Day 2: Listening
"The first duty of love is to listen" - Paul Tillich (20th century Germany)
"Torah is greater than the priesthood or sovereignty, for sovereignty is acquired with thirty virtues, the priesthood with twenty-four, and Torah is acquired with forty-eight qualities. These are: studying, listening...
This one seems simple enough, right? Except questions of clarification abound. To what and whom should we be listening? What does it mean to really listen? What kind of listening helps us to acquire Torah? How does listening give us more Torah?
In all of our relationships - spouses, parents and children, siblings, friends, human and Divine - it probably could go unsaid: listening is critical. The listening we do is two-fold. First we have to listen to our voice, our conscious, our divine spark - who are you? What do we need? What is your tafkid, our purpose? Second, we have to listen to the other - what does he/she need from us? Have I really heard what the other person said? In a moment of tension was able to hear their voice calling to me and respond with kindness, compassion and respect?
In a famous tale from the book of Genesis Abraham's concubine Hagar and their son Ishmael are cast out to the wilderness in a fit of rage and jealousy, by Abraham's wife Sarah. A searing scene follows. Hagar, out in the wilderness with her young son on the brink of death is frightened, alone and hopeless. She cries out to God and the Torah says, "God heard the cry of the boy." The problem here is obvious the boy doesn't cry out, it is his mother's cry which rises from the depths so what is God hearing? What is the Torah trying to tell us?

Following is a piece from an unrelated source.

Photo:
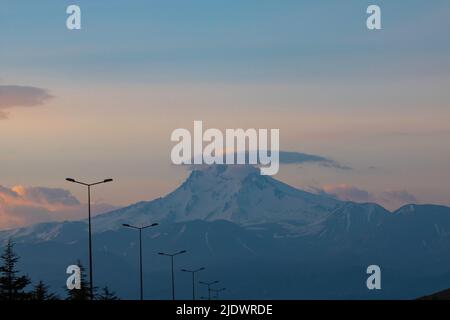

Perhaps, it is those voices, inside of ourselves and others which are a whisper, barely audible to the human ear are those voices for which we should be listening. God exemplifies here in this story the ability to, in a moment of difficulty and fear, pain and suffering come to the ultimate listening. God hears the crying out behind the voice, the real need, the true suffering. It is a listening which goes beyond our ears and our voices, a listening which is about hearing the other - their emotions and their point of view. Perhaps then the rabbis' are saying To truly understand Torah to internalize it we must listen to the quietest voice- in our own hearts and souls and in others. We must listen to the most difficult and challenging words that we might disagree with or that are whispered to use as critiques. The Torah is acquired through listening because it is in the white spaces between the black letters where we come to understand, to hear the Torah's voice. By listening to the in between we hear the cries and the wisdom buried inside the message.